Oct. 26 (Bloomberg) -- A benchmark of U.S. corporate credit risk declined to the lowest in more than a month as U.S. durable-goods orders and home sales rose and Europe’s leaders gathered to address the region’s debt crisis.
The Markit CDX North America Investment Grade Index, which investors use to hedge against losses on corporate debt or to speculate on creditworthiness, fell 3.9 basis points to a mid- price of 125.8 basis points at 5:09 p.m. in New York, according to index administrator Markit Group Ltd. That was the fourth decline in five days, taking the gauge to its lowest level since Sept. 16.
The measure, which typically falls as investor confidence improves and rises as it deteriorates, has decreased from a more than two-year high of 150.1 on Oct. 3 on investor optimism that the U.S. may avoid sliding into recession and policy makers in Europe may stem the region’s sovereign debt crisis.

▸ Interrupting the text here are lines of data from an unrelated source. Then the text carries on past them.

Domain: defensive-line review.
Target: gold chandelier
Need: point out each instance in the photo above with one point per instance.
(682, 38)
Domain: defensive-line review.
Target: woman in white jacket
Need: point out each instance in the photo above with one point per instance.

Orders for U.S. durable goods other than transportation gear rose in September by the most in six months, according to figures released today by the Commerce Department in Washington. Another report from the department showed new-home sales increased. Sales climbed 5.7 percent to a 313,000 annual pace, exceeding the median estimate of economists surveyed by Bloomberg News for a gain to 300,000.
Better than anticipated earnings also encouraged traders to push the index lower, as about three-quarters of the 210 Standard & Poor’s 500 companies that reported results since Oct. 11 have topped analysts’ estimates, according to data compiled by Bloomberg.
French President Nicolas Sarkozy and German Chancellor Angela Merkel want to meet Greece’s creditors in Brussels tonight on the sidelines of a European summit to break a deadlock of the terms of a debt writedown, said a person familiar with the matter.
Credit swaps pay the buyer face value if a borrower fails to meet its obligations, less the value of the defaulted debt. A basis point equals $1,000 annually on a contract protecting $10 million of debt.